Starry-eyed entrepreneurs face many pitfalls when starting their business so it's important to eliminate the problems if the business has any chance for success.
So said Lorin M. Wiser, a certified public accountant and small business consultant, during a Salt Lake Area Chamber of Commerce seminar in the Utah Power & Light Co. Auditorium.Wiser said small-business owners can determine their own destiny, and if they avoid about 20 pitfalls their chances of survival will be greatly improved. Here are some of the pitfalls Wiser said small-business owners should avoid:
1. The owner's personal characteristics. A business owner must be self-motivated because there is nobody around to tell you to report to work every day.

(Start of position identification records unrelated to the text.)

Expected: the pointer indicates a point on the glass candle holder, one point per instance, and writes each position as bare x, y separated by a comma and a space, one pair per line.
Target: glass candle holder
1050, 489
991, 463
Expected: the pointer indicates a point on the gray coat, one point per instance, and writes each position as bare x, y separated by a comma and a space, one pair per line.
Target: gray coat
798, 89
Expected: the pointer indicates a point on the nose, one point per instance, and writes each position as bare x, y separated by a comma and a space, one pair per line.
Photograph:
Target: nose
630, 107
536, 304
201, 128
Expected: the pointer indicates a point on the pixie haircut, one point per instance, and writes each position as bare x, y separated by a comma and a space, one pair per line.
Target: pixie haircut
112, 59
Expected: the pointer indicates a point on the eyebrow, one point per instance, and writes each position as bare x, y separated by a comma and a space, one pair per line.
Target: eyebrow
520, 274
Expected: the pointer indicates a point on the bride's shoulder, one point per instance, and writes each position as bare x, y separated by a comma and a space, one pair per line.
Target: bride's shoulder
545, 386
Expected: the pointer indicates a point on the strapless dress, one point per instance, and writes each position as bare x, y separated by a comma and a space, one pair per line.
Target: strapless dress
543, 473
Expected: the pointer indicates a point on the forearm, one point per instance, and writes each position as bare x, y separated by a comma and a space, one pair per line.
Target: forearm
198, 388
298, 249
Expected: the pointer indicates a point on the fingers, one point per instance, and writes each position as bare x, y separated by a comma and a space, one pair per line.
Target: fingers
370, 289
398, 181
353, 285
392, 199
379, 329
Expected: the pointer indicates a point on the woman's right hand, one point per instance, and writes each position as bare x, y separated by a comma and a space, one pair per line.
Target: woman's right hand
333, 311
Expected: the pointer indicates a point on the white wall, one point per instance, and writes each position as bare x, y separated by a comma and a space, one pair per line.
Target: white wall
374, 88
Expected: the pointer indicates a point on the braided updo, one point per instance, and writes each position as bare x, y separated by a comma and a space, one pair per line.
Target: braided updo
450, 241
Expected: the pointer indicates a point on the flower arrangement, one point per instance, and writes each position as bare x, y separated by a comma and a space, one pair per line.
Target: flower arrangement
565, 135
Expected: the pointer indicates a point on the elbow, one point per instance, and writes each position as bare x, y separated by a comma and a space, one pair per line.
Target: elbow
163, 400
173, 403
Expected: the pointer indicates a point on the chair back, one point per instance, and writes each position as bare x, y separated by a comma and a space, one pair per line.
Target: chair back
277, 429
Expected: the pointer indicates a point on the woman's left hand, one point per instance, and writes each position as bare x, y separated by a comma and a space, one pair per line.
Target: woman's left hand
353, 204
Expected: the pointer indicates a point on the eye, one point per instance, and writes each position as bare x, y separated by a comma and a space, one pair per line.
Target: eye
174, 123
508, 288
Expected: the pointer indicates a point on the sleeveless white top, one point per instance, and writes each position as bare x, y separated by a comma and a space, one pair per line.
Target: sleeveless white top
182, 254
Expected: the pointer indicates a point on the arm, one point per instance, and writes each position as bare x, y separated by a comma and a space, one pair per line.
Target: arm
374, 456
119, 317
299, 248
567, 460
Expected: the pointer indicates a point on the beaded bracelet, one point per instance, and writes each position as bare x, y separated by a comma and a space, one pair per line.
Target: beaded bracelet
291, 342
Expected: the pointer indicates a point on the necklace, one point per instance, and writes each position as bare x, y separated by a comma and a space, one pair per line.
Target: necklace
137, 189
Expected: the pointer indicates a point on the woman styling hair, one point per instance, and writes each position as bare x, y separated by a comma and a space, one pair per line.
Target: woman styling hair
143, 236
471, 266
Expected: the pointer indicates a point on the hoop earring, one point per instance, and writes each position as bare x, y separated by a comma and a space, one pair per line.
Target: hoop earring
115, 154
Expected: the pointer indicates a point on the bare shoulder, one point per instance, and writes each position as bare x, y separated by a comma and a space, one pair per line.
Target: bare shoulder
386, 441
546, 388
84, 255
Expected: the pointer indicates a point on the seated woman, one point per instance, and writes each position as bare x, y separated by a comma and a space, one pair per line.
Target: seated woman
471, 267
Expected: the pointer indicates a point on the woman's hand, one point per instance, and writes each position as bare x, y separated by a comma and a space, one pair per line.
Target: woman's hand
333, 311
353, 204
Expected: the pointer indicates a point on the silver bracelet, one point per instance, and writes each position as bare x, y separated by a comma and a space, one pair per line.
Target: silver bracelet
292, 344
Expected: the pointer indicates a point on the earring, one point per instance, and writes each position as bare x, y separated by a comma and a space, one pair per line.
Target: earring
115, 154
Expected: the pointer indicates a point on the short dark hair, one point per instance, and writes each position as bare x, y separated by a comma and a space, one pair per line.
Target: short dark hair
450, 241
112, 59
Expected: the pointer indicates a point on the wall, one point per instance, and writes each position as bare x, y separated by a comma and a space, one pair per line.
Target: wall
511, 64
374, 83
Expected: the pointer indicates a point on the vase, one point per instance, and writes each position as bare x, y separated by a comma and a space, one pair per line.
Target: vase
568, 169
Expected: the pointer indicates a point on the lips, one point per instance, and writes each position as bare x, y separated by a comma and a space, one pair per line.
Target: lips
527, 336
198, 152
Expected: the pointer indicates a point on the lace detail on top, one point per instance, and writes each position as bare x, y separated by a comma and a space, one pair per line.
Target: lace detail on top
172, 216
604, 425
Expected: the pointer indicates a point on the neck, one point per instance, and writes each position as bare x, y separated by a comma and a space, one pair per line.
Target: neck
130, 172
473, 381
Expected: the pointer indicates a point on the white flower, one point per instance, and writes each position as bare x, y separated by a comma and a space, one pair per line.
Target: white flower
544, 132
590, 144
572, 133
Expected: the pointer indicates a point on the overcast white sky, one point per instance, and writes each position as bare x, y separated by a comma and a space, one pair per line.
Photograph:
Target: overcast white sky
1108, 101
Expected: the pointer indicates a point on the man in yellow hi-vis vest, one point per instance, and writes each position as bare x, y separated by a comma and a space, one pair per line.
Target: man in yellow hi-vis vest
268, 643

2. Poor choice of opportunity. Find a service or product the community needs and provide it. Become service oriented and provide some little extra things that will keep the customers coming back.
3. Inadequate start-up capital. Wiser said the amount of capital varies from business to business, but the owner should plan on what he needs and how it will be spent.
4. Too much investment in non-critical assets. Fancy furniture and offices and expensive automobiles won't put money in your pockets. Start with the basics.
5. Location. Most people pick a business location on emotion. For example, a person chooses a location close to his house and pays no attention to the possibility the service or product isn't needed in that area.
6. No knowledge of how to go after customers. Wiser said a business must provide a service and people soon will learn about it.
7. Failure to seek professional advice. Hire a bookkeeper, accountant or other professional to complete specialized tasks and the business owner can spend more time in running the business.
8. Poor choice of the legal form of the business. If a partnership is desired, be certain both parties sign a written agreement to outline responsibility. Also have a trusted third party the partners can go to if there is a dispute.
9. Insufficient planning and investigation. Wiser said many business are "flying by the seat of the pants and jumping from crisis to crisis."
10. No knowledge of how much money is available. Wiser suggests a business have a monthly rather than an annual statement so the owners know how the business is doing.
11. Adequate inventory. Inventory is money, and if it sits around too long it costs the owner money. If the inventory is inadequate the company could lose sales because you can't provide items quickly.
12. Poor credit-granting practices. Three percent should be built into a company's profit structure to cover bad debts. Never let salesmen approve credit because they will do it on emotion rather than good sense because it means a sale to them.
13. Emotional pricing. Don't set your prices so you compete with a company you shouldn't be competing against.
14. Expanding too rapidly. Wiser said some people believe that if they have a successful business, opening of a second store will automatically be successful. He said expansion takes money, and many times a business isn't able to pay for the second outlet.
Other reasons Wiser gave for business failures were wasting advertising money, inadequate borrowing practices and non-payment of taxes that gets businesses in trouble with federal, state and local governments.